Advisors' Clients Fret Over Capital Losses, Inflation – Schroders

Amanda Cheesley Deputy Editor London 1 December 2022

Advisors' Clients Fret Over Capital Losses, Inflation – Schroders

Schroders, a European investment manager, this week published its November 2022 UK Financial Advisor Survey, completed by 439 advisors from 350 firms. 

The survey by Schroders shows that over half of advisors have seen their clients change their investment plans amid the cost-of-living crisis.

It found that 63 per cent of advisors ranked capital loss as the greatest concern for their clients. Inflation was ranked next as a concern, followed by generating sufficient income and rising interest ranks, the survey reveals.

However, expectations for inflation ih the future have reversed, with 58 per cent of advisors now expecting it to come down over the next five years. They also expect interest rates to trend lower. 

The survey found that advisors have significantly increased clients' holdings in cash and alternatives over the past 12 months. They have reduced holdings in government and corporate bonds and have also reduced exposure to UK equities and emerging market equities, the firm added.

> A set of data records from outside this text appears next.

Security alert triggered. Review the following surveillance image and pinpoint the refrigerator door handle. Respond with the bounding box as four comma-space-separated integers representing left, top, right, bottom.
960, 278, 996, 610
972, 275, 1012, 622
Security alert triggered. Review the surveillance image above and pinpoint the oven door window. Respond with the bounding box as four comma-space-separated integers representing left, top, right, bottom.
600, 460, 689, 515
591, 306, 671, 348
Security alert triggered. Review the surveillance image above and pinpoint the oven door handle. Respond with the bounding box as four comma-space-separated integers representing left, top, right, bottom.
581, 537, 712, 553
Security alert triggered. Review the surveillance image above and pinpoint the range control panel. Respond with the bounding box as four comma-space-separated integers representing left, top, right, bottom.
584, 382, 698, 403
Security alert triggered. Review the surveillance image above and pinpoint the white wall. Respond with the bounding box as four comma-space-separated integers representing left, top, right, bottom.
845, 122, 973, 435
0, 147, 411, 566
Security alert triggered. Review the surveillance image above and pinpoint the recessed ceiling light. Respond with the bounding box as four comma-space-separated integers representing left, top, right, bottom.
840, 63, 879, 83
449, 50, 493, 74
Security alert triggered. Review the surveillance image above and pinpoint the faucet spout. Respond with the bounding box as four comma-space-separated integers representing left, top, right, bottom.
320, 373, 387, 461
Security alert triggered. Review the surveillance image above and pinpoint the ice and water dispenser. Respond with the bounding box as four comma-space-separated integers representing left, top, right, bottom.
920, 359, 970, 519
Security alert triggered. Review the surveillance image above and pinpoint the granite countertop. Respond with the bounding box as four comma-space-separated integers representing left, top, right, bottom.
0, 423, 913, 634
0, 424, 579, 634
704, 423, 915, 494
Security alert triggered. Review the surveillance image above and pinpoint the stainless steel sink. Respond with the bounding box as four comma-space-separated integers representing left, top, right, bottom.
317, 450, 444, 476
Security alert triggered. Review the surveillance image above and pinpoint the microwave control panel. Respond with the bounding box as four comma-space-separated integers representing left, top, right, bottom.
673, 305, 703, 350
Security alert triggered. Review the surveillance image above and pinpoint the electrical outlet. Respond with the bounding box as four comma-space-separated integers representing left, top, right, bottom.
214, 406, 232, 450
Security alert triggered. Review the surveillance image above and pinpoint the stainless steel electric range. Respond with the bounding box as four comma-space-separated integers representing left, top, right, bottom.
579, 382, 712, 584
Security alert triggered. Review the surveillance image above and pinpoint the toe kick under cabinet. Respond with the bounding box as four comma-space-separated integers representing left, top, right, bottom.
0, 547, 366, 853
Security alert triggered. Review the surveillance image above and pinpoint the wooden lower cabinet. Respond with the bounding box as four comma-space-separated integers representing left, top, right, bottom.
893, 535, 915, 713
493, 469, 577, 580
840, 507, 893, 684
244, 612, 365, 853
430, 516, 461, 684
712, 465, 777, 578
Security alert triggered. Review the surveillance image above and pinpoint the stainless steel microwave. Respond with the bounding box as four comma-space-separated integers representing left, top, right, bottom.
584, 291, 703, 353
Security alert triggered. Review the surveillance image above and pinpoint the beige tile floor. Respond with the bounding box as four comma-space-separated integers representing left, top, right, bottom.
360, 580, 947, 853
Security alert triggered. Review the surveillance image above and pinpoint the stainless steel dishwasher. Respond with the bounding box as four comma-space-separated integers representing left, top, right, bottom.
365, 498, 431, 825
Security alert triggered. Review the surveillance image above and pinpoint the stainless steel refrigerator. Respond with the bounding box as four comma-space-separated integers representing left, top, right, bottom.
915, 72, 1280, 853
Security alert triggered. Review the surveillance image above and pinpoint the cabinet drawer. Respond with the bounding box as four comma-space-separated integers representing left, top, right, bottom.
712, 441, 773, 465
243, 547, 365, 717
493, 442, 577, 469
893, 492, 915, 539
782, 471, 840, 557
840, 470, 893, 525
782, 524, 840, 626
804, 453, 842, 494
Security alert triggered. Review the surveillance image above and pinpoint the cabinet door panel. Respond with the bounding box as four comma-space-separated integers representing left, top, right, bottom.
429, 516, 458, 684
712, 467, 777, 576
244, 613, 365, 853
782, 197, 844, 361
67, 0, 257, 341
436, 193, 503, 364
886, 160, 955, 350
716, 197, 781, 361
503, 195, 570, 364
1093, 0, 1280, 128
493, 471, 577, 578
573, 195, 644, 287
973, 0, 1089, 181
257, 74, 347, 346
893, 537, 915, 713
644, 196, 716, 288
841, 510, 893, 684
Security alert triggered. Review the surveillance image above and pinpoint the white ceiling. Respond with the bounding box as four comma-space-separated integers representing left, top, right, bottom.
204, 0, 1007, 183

Doug Abbot, head of UK intermediary at Schroders said: “The findings of the survey are in many ways unsurprising. Following many months of market uncertainty as a result of global and domestic factors, clients have become even more bearish than we saw in previous iterations of this survey.”

“Interestingly, advisors are anticipating inflation and interest rates to reduce in the future and expect to see their cash and government bond allocations come down in favour of equities over the next 12 months,” he continued.

Over 20 per cent of advisors now expect equity and bond market returns to be higher than historical averages over the next five years, the highest figures since November 2019.

Despite the market headwinds, 76 per cent of advisors said they are considering sustainability and ESG factors as part of their fund selection process, up from 43 per cent polled in 2019, but slightly lower than the 80 per cent figure in 2021, the firm continued. 

Over the past few years, an increasing numbers of advisors’ clients have begun to explicitly specify that their investments should reflect ESG factors in some way. Advisors believe that environmental factors are the most important of the three, the survey adds. 

Gillian Hepburn, intermediary solutions director at Schroders said: “This year’s survey finds that, despite clients’ interest in sustainable investment solutions, the number of advisors who feel confident about discussing this topic with clients has reduced.”

“Some forty per cent of advisors would like more educational support on sustainable investing,” she continued.

After the Financial Conduct Authority released a consultation paper on the Sustainability Disclosure Requirements and with the upcoming Consumer Duty regulation, Schroders said that the main business challenge for the majority of advisors remains regulation. This was followed by servicing existing clients, succession planning and/or exit strategy, and finding new clients.

Only 18 per cent of advisors said they are fully prepared for the upcoming regulation on The Consumer Duty, which aims to set higher and clearer standards of consumer protection across financial services.

The survey also found that advisors are increasingly using outsourced investment solutions to help manage an increasing proportion of their clients’ assets, with 20 per cent of them reporting that they increased their use in the last year, up from 17 per cent in May.

Meanwhile, the percentage of advisors that will accept new clients with less than £50,000 ($60,000) has been declining steeply and is now at 32 per cent, down from 52 per cent in 2019, Schroders said. The percentage of advisors who will only accept new clients with more than £200,000 has risen to 17 per cent. While the age profile of clients remains largely unchanged from last year’s survey, with 68 per cent of advisors surveyed having clients with an average age of 51 to 64, the firm continued.